The performance improvements substantiate the effectiveness of our model in the task of inductive link prediction.
• Performance comparison of different subgraph extraction strategies
We conduct additional experiments on dataset WN18RR to analyze the impact of hop selection in extracting subgraphs. The values of MRR, Hits@1, Hits@5, and Hits @@10 were taken for k = 1, 3 and 5, respectively. The results are shown in Fig. 6.
Figure 6: Performance of SASILP on k-hop.

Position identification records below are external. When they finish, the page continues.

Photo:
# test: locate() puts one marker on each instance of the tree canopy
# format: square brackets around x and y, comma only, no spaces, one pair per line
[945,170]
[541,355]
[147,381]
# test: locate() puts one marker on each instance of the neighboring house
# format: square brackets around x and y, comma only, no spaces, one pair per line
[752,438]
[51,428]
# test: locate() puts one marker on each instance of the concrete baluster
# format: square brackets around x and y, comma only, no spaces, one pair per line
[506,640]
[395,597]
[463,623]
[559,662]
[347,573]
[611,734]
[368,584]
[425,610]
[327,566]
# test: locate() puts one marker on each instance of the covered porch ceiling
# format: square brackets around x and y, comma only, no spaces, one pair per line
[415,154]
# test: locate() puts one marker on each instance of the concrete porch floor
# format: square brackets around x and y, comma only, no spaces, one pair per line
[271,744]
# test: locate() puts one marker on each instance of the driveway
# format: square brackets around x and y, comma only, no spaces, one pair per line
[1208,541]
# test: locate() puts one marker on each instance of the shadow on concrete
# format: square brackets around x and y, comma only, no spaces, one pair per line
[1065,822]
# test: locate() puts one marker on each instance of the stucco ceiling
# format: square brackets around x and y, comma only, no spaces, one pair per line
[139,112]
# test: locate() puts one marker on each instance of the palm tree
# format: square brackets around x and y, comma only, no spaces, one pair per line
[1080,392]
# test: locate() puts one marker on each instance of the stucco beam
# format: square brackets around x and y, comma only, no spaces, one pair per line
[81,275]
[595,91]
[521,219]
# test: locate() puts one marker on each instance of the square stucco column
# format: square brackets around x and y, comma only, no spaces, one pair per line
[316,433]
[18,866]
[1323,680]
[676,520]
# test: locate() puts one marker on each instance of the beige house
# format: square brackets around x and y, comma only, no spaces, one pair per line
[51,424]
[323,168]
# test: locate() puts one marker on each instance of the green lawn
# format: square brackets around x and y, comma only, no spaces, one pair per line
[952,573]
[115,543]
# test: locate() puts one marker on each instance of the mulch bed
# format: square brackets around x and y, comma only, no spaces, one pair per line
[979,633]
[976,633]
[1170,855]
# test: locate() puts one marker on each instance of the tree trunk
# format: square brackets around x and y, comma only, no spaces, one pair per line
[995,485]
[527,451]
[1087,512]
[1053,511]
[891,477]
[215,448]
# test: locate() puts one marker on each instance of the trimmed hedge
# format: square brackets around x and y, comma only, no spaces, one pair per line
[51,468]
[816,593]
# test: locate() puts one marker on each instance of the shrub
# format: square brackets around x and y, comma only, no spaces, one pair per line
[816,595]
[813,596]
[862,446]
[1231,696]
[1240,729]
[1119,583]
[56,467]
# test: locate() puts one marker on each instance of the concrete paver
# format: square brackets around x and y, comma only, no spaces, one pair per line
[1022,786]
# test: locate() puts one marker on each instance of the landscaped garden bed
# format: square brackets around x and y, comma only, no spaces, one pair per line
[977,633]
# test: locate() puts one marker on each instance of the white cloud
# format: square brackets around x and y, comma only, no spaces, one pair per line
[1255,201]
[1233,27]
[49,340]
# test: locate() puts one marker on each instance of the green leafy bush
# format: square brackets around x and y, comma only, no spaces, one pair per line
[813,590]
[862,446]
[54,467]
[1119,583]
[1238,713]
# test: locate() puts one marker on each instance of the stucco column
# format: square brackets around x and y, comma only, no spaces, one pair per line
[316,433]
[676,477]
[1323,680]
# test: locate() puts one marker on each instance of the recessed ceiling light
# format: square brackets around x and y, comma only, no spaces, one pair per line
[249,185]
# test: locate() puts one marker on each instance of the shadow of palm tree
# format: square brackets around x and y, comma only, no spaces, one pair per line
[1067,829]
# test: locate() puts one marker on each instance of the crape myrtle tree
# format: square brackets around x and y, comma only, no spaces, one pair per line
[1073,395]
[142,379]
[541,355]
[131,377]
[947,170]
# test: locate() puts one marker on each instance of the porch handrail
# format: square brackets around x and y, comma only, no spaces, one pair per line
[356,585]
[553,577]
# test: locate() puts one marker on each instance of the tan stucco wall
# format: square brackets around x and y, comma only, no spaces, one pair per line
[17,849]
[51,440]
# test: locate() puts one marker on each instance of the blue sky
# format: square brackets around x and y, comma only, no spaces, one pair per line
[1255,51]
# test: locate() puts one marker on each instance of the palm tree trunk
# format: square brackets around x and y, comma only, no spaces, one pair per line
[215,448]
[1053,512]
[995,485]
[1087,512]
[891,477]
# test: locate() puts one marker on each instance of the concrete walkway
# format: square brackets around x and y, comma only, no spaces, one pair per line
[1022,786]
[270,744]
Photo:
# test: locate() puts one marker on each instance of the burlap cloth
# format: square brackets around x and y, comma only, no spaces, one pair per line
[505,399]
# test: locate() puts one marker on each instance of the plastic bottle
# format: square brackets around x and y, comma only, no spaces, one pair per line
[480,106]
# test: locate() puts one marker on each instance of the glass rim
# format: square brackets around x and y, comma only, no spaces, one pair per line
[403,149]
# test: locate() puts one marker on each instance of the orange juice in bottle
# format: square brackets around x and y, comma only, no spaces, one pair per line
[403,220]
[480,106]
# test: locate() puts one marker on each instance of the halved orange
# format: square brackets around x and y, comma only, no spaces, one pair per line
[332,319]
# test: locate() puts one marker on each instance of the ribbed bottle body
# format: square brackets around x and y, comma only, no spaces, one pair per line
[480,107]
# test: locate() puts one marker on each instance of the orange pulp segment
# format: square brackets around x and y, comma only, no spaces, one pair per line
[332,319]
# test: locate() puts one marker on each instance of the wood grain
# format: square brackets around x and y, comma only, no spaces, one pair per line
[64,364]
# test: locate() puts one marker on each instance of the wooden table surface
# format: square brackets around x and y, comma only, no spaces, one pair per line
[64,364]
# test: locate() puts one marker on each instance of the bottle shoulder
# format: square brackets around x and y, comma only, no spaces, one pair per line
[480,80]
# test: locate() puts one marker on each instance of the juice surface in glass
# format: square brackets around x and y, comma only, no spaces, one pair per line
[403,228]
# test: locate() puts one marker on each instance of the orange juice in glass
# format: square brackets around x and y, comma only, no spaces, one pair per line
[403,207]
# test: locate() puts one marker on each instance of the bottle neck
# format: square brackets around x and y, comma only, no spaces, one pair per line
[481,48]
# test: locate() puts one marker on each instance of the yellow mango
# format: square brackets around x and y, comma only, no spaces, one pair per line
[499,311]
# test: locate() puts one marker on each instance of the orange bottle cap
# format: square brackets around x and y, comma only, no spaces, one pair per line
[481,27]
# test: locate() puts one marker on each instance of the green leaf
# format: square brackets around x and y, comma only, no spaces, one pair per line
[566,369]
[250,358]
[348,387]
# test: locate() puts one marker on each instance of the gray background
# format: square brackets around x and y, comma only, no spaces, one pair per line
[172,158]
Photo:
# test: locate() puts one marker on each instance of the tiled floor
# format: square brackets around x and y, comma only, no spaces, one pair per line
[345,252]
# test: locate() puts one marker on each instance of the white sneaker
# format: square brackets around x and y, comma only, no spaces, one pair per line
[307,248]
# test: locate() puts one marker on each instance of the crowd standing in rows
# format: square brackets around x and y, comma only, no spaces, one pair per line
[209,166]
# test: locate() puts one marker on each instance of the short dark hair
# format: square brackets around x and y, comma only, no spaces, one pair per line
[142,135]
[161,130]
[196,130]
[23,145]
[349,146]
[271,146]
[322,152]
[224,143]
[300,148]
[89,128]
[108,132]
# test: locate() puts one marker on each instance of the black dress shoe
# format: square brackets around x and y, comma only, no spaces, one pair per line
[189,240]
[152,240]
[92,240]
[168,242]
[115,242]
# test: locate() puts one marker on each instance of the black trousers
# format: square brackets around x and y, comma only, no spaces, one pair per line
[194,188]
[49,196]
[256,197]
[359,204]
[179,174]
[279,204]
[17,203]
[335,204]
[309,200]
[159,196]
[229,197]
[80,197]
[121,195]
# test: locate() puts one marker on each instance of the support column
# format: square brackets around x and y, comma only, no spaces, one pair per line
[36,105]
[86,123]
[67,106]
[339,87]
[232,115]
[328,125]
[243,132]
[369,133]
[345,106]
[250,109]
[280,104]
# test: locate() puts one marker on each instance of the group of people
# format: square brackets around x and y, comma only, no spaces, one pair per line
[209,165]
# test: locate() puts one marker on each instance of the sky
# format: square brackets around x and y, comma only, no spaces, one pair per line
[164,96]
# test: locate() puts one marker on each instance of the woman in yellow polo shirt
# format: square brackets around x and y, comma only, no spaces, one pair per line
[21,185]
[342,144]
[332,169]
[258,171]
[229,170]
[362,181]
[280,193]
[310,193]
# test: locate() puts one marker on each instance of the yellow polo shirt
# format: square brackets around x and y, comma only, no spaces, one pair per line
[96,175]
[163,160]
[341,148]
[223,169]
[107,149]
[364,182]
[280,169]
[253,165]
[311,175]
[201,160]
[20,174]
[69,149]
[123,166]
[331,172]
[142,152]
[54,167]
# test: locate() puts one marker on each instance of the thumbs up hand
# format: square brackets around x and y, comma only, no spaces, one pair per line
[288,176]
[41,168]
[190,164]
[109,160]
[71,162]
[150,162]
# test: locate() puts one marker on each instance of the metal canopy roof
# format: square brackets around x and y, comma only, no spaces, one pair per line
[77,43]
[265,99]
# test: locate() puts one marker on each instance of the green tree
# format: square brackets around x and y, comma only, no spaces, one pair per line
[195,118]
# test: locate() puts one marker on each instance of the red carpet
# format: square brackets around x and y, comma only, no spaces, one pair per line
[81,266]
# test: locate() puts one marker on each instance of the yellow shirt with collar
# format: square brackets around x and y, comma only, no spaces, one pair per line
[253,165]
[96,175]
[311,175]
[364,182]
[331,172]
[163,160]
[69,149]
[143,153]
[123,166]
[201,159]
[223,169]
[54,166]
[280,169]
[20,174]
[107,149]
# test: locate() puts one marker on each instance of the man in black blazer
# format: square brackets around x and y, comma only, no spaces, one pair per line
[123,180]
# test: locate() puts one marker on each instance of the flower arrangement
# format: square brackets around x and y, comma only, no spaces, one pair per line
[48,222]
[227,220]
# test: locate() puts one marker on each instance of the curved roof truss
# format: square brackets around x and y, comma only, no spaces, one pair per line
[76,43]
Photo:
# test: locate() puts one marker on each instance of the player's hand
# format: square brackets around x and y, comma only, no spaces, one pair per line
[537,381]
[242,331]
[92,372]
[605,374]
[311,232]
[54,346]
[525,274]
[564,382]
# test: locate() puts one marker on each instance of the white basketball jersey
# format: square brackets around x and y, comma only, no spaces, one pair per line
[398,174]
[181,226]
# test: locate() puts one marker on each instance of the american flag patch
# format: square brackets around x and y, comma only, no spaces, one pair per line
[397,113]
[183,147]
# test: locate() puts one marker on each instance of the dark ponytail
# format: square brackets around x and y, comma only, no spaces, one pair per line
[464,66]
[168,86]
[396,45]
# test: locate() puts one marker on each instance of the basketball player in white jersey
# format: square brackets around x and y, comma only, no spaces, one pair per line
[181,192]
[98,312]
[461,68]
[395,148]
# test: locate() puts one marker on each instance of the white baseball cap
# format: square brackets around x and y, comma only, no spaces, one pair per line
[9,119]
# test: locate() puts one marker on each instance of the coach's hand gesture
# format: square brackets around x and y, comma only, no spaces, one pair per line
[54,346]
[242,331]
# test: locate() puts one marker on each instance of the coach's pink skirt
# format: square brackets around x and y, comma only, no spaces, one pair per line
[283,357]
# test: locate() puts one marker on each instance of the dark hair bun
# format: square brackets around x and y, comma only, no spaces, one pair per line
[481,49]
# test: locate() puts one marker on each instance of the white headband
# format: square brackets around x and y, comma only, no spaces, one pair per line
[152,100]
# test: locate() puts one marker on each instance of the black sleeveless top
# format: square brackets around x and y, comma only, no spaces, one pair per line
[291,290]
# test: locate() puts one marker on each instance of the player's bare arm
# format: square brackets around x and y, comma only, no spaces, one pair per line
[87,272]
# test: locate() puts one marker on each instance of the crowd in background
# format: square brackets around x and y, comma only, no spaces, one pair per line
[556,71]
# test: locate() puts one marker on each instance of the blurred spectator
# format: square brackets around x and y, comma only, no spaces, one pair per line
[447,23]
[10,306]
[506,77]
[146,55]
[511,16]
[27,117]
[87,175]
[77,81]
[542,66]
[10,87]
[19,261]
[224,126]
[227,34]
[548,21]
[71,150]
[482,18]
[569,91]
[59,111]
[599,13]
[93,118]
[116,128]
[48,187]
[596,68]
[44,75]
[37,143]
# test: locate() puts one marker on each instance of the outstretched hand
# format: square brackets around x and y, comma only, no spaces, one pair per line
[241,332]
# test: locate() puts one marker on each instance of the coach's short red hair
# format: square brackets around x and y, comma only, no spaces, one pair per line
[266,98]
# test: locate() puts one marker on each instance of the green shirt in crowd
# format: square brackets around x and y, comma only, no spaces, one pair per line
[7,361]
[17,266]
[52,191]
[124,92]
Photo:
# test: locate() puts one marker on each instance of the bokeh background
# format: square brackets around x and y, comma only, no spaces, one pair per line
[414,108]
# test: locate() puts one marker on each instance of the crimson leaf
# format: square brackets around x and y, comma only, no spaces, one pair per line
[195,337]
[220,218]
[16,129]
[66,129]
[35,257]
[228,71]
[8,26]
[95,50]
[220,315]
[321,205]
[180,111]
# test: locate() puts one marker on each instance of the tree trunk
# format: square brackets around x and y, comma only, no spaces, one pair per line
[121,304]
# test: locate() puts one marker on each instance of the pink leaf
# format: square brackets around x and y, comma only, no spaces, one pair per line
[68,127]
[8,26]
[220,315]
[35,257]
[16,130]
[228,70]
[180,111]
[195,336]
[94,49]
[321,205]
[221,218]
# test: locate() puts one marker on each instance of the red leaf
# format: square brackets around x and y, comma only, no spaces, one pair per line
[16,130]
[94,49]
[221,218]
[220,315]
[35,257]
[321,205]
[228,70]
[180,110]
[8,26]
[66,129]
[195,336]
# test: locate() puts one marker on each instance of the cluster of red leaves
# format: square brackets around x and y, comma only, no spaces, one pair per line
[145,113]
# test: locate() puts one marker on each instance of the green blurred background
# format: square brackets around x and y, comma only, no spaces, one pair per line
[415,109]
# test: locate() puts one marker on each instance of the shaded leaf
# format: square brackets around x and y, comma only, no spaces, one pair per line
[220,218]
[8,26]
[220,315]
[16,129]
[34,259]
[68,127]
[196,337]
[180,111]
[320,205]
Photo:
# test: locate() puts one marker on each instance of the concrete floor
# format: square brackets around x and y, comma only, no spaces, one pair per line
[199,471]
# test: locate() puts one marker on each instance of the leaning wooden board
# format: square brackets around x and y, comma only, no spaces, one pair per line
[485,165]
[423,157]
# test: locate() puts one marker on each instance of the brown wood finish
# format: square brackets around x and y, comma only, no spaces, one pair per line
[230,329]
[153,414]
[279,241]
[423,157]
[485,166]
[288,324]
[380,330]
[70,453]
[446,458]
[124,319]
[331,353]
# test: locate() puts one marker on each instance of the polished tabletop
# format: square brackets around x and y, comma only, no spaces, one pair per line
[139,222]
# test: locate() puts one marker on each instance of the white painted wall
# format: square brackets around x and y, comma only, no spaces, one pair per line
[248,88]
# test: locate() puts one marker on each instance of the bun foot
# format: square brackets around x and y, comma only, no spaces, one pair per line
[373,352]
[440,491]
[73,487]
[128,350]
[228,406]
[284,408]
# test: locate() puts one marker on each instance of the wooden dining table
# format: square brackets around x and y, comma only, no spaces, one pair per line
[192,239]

Figure 6 shows that the performance in terms of MRR, Hits@1, Hits@5, and Hits@10 is the least favourable on all datasets when k = 1. However, there is not much difference when k = 3 and k = 5. This may be due to the fact that the subgraph consisting of 1-hop neighbors includes a small number of nodes, which limits the availability of contextual semantic information for relation prediction. When k = 3, subgraphs can provide sufficient contextual semantic information to improve link prediction performance. However, the number of nodes in the subgraph increases when k equals 5, and the performance of inductive link prediction does not improve significantly. On the contrary, it decreases on some datasets. This suggests that although an increase in the number of hops introduces more information about nodes, not all of the introduced nodes are necessarily useful for link prediction. Some of them may be noisy nodes, which do not benefit the performance of relation prediction.
• Ablation study
We conduct ablation studies on FB15K237_v2 to validate the importance of relation semantics for subgraph extraction in SASILP. Table 4 shows the results of the ablation study. After removing the relation semantic score in subgraph extraction, the MRR value reduces by 8.34%, and the Hits@5 value reduces by 18.36%. This result demonstrates the effectiveness of relation semantics in inductive link prediction.
• Case Study
To analyze the subgraph under different subgraph extraction strategies, we selected two nodes (07s9rl0, 06 × 77 g) in FB15K237_v2 as seed nodes. The subgraphs extracted using GraiL contain 1,218 nodes, the value of Hits@10 is 52.2%, While SASILP extracted using SASILP contains 11 nodes, the value of Hits@10 is 60.02%. Figure 7 shows the semantics of the extracting subgraph, where the purple circle represents the two seed nodes and the yellow dotted line represents the relation to be predicted. The number of subgraph nodes decreased sequentially, but it did not influence the link prediction performance. It may be caused that the nodes in the subgraph have a close semantic correlation with the missing relation, and it also demonstrates the effectiveness of our subgraph extraction method.
Conclusions and Future Work
We propose a novel model SASILP for inductive link prediction in knowledge graphs. The model focues on the subgraph extraction and node initialization methods. The subgraph is constructed by nodes that are selected according to the importance score. The node is initialized by integrating structure and relational semantic information. The experimental results demonstrate that SASILP outperforms the baseline models on the WN18RR and FB15K237 datasets.
Figure 7: A subgraph extracting from FB15K237.
Method | MRR | Hits @ 5 |
---|---|---|
SASILP w/o realtion semantic | 62.68 | 60.07 |
SASILP | 71.02 | 78.43 |
Most existing models only apply to scenarios where there are new entities in the target graph. They cannot handle the real-world knowledge graphs where new entities accompany new relations. Therefore, we plan to investigate the link prediction scenarios that contain both new entities and relations in the knowledge graph.